Itupun bukanlah suatu hal yang tak mungkin. Toh cinta tidak termasuk dalam rukun nikah (ngasal !!!). Bukan berarti bahwa cinta itu nggak penting. Sepanjang perjalanannya, pernikahan akan selalu membutuhkan cinta. Karena itu, setiap pasangan harus senantiasa memperbarui cinta mereka agar tak pupus oleh waktu. (ampuuun, sotoy banget deh nih anak). Yo ben.

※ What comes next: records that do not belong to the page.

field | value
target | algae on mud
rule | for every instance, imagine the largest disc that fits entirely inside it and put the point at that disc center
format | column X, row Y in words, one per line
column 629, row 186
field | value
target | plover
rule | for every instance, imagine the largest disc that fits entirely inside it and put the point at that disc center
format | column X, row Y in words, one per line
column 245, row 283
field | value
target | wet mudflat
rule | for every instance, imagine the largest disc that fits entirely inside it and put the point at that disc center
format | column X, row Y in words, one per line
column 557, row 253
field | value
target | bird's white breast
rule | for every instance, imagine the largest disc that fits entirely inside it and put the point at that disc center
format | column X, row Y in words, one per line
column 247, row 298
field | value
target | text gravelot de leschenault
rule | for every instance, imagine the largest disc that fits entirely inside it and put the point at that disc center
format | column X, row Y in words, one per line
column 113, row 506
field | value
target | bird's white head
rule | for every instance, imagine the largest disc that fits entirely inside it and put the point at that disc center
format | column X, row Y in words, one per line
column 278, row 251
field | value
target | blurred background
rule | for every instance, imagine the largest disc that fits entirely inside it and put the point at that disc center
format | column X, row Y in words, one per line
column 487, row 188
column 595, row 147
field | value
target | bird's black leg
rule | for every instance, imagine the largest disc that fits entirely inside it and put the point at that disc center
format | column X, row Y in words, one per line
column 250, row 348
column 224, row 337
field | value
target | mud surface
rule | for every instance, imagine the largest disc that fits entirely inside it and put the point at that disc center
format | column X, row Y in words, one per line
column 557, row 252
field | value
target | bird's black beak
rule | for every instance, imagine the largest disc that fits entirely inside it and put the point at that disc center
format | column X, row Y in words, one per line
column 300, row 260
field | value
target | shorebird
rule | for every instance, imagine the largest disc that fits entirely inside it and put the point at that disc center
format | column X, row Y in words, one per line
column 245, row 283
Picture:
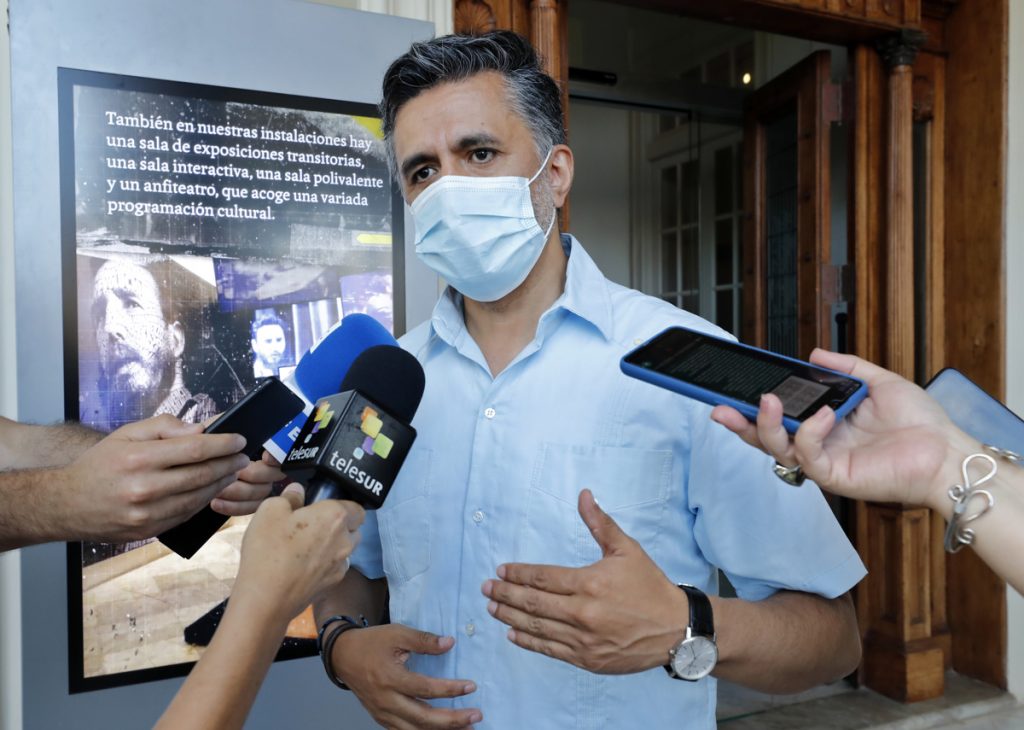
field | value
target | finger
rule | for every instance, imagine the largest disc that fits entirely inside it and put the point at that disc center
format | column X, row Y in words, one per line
column 534, row 625
column 412, row 684
column 531, row 601
column 423, row 642
column 242, row 490
column 737, row 423
column 809, row 443
column 606, row 531
column 551, row 578
column 195, row 449
column 851, row 365
column 772, row 433
column 258, row 473
column 554, row 649
column 232, row 508
column 158, row 427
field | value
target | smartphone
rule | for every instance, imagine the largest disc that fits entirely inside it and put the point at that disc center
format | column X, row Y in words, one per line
column 256, row 417
column 719, row 372
column 975, row 412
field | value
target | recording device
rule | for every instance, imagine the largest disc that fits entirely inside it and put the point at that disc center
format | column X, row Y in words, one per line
column 323, row 368
column 255, row 417
column 353, row 444
column 975, row 412
column 720, row 372
column 259, row 415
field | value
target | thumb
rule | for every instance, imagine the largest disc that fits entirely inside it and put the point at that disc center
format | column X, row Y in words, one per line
column 423, row 642
column 295, row 495
column 606, row 531
column 158, row 427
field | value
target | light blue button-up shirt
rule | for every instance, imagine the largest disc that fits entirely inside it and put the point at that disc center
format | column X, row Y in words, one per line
column 495, row 474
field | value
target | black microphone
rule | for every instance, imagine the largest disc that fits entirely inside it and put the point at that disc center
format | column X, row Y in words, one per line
column 353, row 444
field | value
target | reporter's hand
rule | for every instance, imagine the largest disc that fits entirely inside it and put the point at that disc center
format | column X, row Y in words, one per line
column 141, row 479
column 253, row 485
column 291, row 553
column 372, row 662
column 893, row 447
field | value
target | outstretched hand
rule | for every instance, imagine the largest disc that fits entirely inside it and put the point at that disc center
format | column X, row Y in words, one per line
column 617, row 615
column 891, row 448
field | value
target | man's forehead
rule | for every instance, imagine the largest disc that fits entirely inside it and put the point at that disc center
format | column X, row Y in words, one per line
column 124, row 276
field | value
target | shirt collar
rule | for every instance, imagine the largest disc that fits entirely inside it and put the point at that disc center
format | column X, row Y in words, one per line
column 586, row 296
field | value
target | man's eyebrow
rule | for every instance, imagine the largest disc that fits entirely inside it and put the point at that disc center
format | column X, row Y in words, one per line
column 467, row 142
column 475, row 140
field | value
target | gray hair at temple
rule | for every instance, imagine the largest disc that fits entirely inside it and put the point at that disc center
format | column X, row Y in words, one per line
column 532, row 94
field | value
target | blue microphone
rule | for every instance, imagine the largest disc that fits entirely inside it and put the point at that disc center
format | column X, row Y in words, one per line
column 322, row 370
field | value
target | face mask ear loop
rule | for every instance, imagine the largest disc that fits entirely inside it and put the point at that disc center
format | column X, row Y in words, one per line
column 541, row 169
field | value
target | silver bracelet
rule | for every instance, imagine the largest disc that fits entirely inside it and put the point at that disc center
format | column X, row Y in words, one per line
column 957, row 533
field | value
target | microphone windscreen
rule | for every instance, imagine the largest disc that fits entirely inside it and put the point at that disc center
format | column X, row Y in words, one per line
column 390, row 377
column 323, row 368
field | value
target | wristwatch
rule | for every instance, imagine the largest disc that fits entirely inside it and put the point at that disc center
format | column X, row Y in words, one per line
column 696, row 654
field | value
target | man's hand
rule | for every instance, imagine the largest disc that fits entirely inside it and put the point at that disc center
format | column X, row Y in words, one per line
column 619, row 615
column 141, row 479
column 372, row 662
column 893, row 447
column 253, row 485
column 291, row 553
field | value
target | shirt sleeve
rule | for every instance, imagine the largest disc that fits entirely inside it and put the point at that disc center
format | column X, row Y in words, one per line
column 766, row 535
column 368, row 557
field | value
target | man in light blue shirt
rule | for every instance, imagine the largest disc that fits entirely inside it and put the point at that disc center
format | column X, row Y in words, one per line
column 525, row 415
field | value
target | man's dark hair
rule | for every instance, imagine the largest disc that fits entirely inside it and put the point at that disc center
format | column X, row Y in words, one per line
column 266, row 318
column 532, row 94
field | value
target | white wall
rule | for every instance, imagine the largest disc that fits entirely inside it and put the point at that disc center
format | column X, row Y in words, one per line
column 1014, row 274
column 10, row 573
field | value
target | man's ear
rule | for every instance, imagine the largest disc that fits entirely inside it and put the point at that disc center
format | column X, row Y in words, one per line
column 560, row 169
column 177, row 338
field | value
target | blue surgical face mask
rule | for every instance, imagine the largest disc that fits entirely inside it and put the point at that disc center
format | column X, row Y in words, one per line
column 479, row 233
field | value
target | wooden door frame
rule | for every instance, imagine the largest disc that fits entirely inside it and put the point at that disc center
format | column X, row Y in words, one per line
column 970, row 41
column 804, row 85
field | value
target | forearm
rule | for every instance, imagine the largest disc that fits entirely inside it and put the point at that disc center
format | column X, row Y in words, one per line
column 31, row 511
column 220, row 690
column 997, row 535
column 354, row 596
column 786, row 643
column 27, row 446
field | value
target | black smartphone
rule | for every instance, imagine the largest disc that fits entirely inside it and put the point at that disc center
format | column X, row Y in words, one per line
column 975, row 412
column 257, row 416
column 721, row 372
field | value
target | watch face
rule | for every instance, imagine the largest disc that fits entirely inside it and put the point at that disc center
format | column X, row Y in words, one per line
column 695, row 657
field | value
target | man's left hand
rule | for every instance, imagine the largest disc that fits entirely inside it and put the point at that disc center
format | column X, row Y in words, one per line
column 253, row 485
column 619, row 615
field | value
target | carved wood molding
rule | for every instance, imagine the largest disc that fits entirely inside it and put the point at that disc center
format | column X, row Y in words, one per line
column 474, row 16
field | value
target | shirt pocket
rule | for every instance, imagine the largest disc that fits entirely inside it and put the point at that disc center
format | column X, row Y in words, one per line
column 404, row 520
column 631, row 484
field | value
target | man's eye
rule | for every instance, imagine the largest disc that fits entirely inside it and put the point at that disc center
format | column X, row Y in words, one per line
column 422, row 174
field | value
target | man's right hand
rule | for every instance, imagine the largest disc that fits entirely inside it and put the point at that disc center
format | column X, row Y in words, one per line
column 141, row 479
column 372, row 662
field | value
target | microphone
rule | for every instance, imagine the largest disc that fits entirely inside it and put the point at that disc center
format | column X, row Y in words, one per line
column 262, row 411
column 323, row 368
column 353, row 444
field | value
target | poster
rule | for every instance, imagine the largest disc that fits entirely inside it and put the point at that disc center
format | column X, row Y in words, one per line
column 211, row 237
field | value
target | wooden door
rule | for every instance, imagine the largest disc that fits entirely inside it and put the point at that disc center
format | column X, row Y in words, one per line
column 788, row 280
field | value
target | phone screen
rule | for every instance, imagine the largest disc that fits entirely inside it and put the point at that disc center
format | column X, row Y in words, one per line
column 742, row 373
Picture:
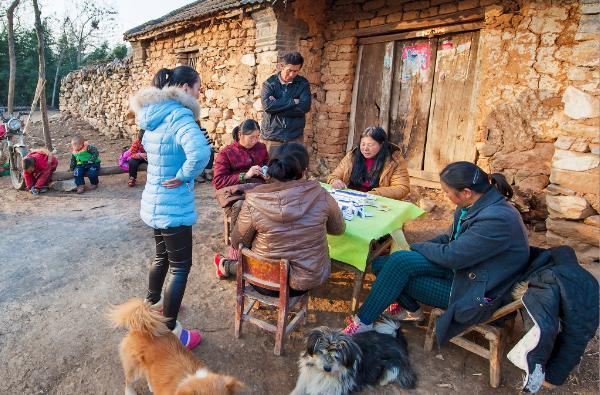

Secara teori sih emang begitu.
Hanya saja, rasanya tak cukup bijak untuk menjadikan cinta dengan kenisbiannya sebagai satu-satunya dasar pijakan atau patokan untuk memutuskan "Ya, saya bersedia menikah dengan Anda" atau "Maaf, saya belum bisa menerima Anda".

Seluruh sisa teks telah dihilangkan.